Edwards wrote the following year: “The rejoicing all through Canada was not so much that it opened the door of the Canadian Senate to women, as it was that it recognized the personal entity of women, her separate individuality as a person.”

Les Cinq femmes célèbres
A model of the "Women Are Persons!" statue honouring the contributions of the Famous 5 (Nellie McClung Henrietta Muir Edwards Irene Parlby Louise McKinney and Emily Murphy). The final sculpture was unveiled on Parliament Hill in 2000.

Eugenics

Like other members of the Famous Five, Henrietta Edwards has been criticized as being elitist and racist, and for supporting the eugenics movement. Eugenics was a pseudoscience that subscribed to the idea that the human population could be improved by controlling reproduction. Many influential Canadians, including J. S. Woodsworth, Dr. Clarence Hincks and Tommy Douglas, supported eugenic ideas in the early 1900s. (See Tommy Douglas and Eugenics.) They promoted both “positive” eugenics (promoting the breeding of “fit” members of society) and “negative” eugenics (discouraging procreation by those considered “unfit”). Eugenicists argued that “mental defectives” and the “feeble-minded” were prone to alcoholism, promiscuity, mental illness, delinquency and criminal behaviour, and therefore posed a threat to the moral fabric of the community. These concerns led to increasing support for eugenic legislation, including the sterilization of “defectives.”

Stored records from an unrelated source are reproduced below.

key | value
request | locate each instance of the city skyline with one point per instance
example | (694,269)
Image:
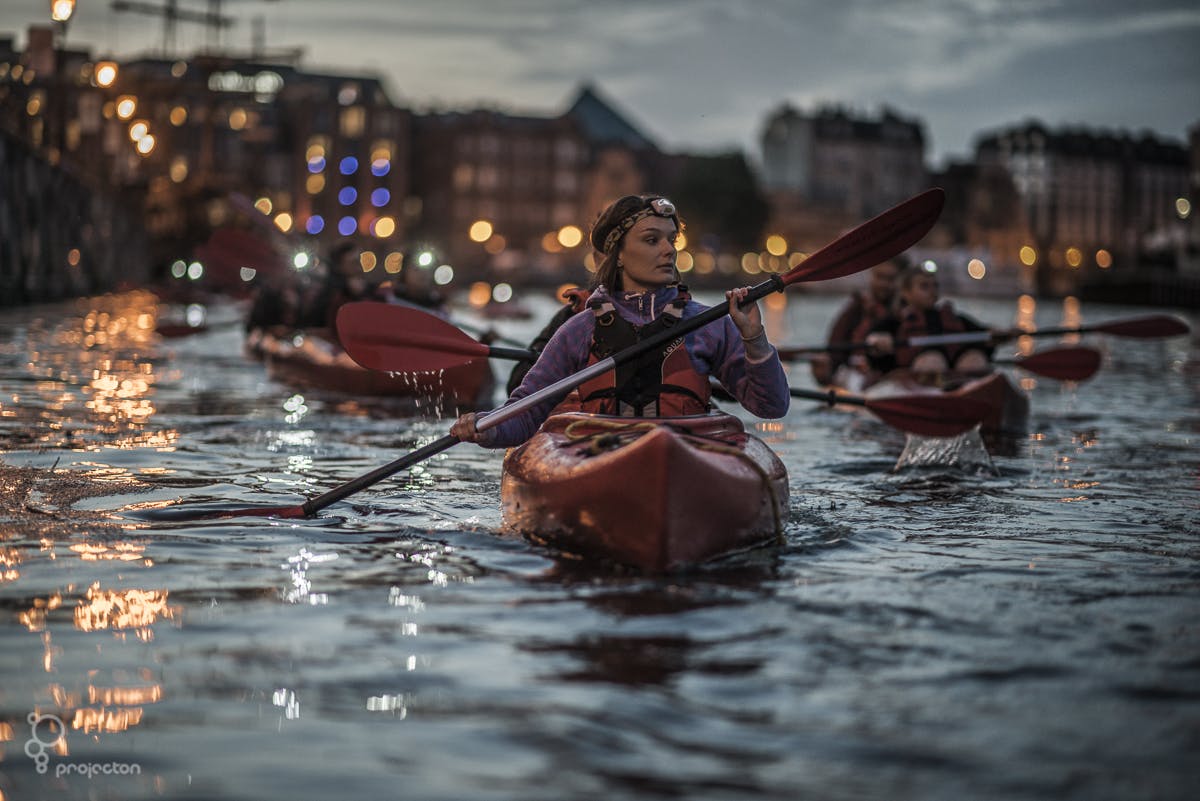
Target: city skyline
(703,76)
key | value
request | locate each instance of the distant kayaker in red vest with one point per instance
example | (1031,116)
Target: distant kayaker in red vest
(922,314)
(637,294)
(864,309)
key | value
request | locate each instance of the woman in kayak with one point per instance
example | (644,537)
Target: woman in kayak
(922,314)
(637,294)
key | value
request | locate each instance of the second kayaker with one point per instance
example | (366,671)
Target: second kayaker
(637,293)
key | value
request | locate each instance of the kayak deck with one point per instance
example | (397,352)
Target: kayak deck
(653,493)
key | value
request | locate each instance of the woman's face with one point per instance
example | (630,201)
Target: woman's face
(648,254)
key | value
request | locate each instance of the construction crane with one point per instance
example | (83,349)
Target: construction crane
(172,13)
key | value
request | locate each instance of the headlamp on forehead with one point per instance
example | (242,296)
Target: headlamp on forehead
(658,206)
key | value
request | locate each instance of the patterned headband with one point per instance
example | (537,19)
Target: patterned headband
(659,206)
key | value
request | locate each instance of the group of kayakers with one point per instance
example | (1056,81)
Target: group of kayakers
(636,293)
(309,300)
(871,332)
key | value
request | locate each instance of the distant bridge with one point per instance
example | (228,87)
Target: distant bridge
(59,238)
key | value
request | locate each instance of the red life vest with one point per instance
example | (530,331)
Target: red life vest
(661,383)
(917,324)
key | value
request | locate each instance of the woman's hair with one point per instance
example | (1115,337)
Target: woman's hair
(607,272)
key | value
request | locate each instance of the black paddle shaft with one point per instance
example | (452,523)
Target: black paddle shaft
(558,389)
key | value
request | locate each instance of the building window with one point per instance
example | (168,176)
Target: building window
(352,121)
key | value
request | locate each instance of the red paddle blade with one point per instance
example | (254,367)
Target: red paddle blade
(876,240)
(929,415)
(1062,363)
(403,339)
(1145,327)
(187,512)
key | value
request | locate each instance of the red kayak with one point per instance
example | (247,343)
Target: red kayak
(1009,407)
(653,493)
(312,361)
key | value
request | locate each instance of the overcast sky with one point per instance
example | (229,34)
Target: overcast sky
(703,74)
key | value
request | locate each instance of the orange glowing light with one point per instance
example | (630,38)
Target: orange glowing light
(106,73)
(480,230)
(384,227)
(126,104)
(479,294)
(569,235)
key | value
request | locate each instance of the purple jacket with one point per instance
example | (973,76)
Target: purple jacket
(714,349)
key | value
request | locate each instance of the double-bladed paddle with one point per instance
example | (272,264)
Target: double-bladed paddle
(871,242)
(403,339)
(1066,363)
(1151,326)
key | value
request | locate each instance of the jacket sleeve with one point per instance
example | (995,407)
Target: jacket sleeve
(759,386)
(567,353)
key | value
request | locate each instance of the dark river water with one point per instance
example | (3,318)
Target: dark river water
(1025,631)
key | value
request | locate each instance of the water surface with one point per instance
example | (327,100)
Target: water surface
(1029,631)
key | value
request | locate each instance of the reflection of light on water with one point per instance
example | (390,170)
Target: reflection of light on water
(126,552)
(395,704)
(34,619)
(280,440)
(125,696)
(96,373)
(397,597)
(123,610)
(295,408)
(301,588)
(287,699)
(436,577)
(106,720)
(9,560)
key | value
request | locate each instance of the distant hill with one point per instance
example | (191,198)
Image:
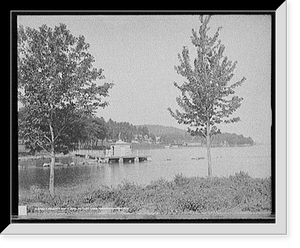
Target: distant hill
(160,130)
(175,135)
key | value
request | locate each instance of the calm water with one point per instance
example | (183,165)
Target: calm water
(166,163)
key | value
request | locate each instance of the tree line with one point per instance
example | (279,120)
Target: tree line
(88,132)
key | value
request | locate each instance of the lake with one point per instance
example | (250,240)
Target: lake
(166,163)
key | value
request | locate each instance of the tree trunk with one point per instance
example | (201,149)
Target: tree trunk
(52,164)
(208,145)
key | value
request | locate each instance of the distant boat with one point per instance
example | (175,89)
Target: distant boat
(198,158)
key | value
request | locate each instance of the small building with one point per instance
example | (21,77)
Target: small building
(120,149)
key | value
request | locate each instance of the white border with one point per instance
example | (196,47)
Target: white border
(280,228)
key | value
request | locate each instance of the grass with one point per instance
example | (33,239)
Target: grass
(182,195)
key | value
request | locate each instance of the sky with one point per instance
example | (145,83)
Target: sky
(138,54)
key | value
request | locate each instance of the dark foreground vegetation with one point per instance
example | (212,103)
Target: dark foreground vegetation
(183,195)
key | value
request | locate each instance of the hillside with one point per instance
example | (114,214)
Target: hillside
(160,130)
(173,135)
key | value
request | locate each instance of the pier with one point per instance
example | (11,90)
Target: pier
(119,152)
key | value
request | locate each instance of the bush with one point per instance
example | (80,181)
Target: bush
(181,195)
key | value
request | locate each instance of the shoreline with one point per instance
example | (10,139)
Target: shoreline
(181,196)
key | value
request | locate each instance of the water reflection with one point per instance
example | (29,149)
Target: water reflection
(166,163)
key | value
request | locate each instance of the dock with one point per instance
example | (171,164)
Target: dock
(119,152)
(114,159)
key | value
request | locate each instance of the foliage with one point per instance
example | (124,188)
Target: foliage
(205,95)
(237,193)
(56,85)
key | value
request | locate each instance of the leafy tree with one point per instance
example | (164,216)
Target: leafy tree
(204,98)
(57,86)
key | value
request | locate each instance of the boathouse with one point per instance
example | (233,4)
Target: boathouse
(120,149)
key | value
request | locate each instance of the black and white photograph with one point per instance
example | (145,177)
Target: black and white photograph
(145,117)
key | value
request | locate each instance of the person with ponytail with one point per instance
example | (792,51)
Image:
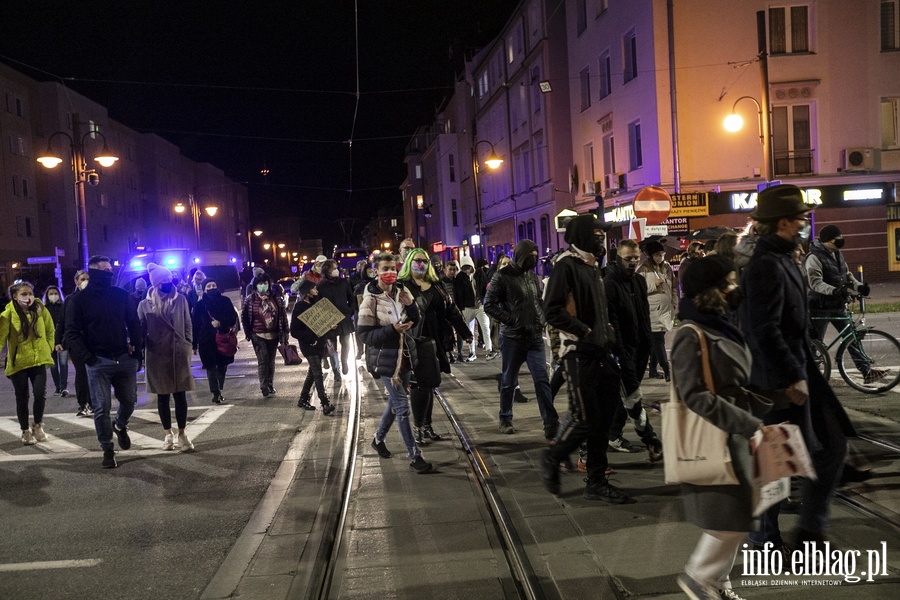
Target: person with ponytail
(168,334)
(27,328)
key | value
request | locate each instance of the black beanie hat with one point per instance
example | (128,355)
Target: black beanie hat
(305,287)
(652,247)
(580,230)
(703,273)
(828,233)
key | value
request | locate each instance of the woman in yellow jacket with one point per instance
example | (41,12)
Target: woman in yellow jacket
(27,327)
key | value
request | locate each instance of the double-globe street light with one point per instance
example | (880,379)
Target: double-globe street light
(50,159)
(493,162)
(194,205)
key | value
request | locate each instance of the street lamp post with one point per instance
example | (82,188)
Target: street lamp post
(493,162)
(734,122)
(194,205)
(82,174)
(257,233)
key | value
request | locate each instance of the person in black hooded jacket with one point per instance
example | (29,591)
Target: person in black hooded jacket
(213,313)
(627,296)
(514,299)
(575,304)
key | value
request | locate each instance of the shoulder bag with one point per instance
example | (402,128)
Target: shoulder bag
(696,451)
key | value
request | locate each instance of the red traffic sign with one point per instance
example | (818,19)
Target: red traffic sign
(652,203)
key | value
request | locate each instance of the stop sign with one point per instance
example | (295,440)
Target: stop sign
(652,203)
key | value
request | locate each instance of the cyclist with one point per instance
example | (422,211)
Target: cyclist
(830,282)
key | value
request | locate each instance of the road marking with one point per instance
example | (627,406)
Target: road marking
(143,445)
(52,564)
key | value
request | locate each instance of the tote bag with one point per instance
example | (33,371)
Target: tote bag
(695,450)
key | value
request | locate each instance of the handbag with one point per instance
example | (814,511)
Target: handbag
(696,451)
(290,355)
(427,372)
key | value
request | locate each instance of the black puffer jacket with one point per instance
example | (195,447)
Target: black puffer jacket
(514,297)
(626,295)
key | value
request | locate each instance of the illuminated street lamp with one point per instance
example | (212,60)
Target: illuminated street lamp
(493,162)
(194,206)
(734,122)
(50,159)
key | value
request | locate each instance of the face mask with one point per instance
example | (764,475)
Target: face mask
(733,298)
(529,262)
(598,246)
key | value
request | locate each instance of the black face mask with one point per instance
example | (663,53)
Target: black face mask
(733,298)
(529,262)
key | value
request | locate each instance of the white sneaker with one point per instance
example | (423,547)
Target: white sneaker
(38,431)
(184,443)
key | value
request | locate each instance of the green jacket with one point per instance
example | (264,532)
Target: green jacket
(31,352)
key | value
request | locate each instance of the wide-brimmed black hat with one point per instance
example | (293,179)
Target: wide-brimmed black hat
(779,202)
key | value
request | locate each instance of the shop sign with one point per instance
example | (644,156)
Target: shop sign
(690,205)
(677,225)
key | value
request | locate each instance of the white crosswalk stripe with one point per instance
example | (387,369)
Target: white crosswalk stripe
(141,445)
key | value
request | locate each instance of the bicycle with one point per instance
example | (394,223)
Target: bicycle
(868,359)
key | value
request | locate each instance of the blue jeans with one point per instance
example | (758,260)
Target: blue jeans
(398,406)
(121,374)
(514,352)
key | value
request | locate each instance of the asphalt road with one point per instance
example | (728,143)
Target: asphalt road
(160,524)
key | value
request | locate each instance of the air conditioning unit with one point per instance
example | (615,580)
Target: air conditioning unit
(615,181)
(862,159)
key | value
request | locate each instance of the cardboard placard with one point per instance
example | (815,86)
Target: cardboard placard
(321,317)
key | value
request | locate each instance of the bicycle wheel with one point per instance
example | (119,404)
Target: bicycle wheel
(821,358)
(870,363)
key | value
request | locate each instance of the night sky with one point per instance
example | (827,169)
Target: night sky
(248,85)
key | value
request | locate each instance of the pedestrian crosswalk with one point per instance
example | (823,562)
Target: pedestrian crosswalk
(66,437)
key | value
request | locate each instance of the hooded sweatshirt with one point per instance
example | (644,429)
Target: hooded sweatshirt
(514,296)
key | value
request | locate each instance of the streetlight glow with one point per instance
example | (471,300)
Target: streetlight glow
(733,122)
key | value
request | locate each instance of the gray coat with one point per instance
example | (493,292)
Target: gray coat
(168,335)
(719,507)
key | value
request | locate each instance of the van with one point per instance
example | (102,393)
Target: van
(220,266)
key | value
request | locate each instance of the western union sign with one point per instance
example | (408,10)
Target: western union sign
(690,205)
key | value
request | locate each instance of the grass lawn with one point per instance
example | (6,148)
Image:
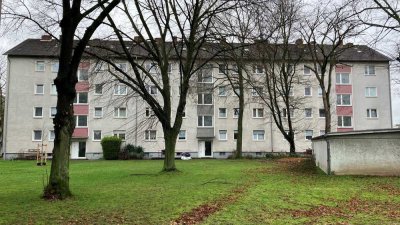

Edwards also possessed nativist — or prejudiced — views of non-Anglo immigration. Her views on race were complex. As convenor of the NCWC Law Committee, she sought legal equality for Indigenous women, as she wrote, “such legislations as will raise the social status of our Indian women and afford her equal legal protection with our white women.” Edwards was appointed as an NCWC representative to the Social Service Council's Committee on Indian Affairs in 1921. But her ideas were not considered by the Department of Indian Affairs.

In 1928, Edwards was appointed to the Alberta government’s Advisory Committee on Health. During this time, the Sexual Sterilization Act (1928) was passed; it was in effect until 1972. Edwards believed that the law would help bring an end to “moral perversion.” A similar law was also passed in British Columbia (1933–73). During that time, thousands of people deemed “psychotic” or “mentally defective” underwent forced sterilization. A disproportionate number of them were Indigenous women. (See also Sexual Sterilization of Indigenous Women in Canada.)

Legacy

Henrietta Edwards died on 9 November 1931 in Fort Macleod, Alberta. She was 81 years old.

In 1962, she was named a Person of National Historic Significance by the Government of Canada. In October 2009, 80 years after the Persons Case, the Senate of Canada voted to recognize the Famous Five as honorary senators. It was the first time the Senate had bestowed such a distinction.

Comics artist Kate Beaton illustrated a Google Doodle published on 18 December 2014 to celebrate Edwards on what would have been her 165th birthday. Said Beaton: “Henrietta was a woman who made things happen and fought for it all with unflappable conviction. Canada is a richer country for having her as a citizen.”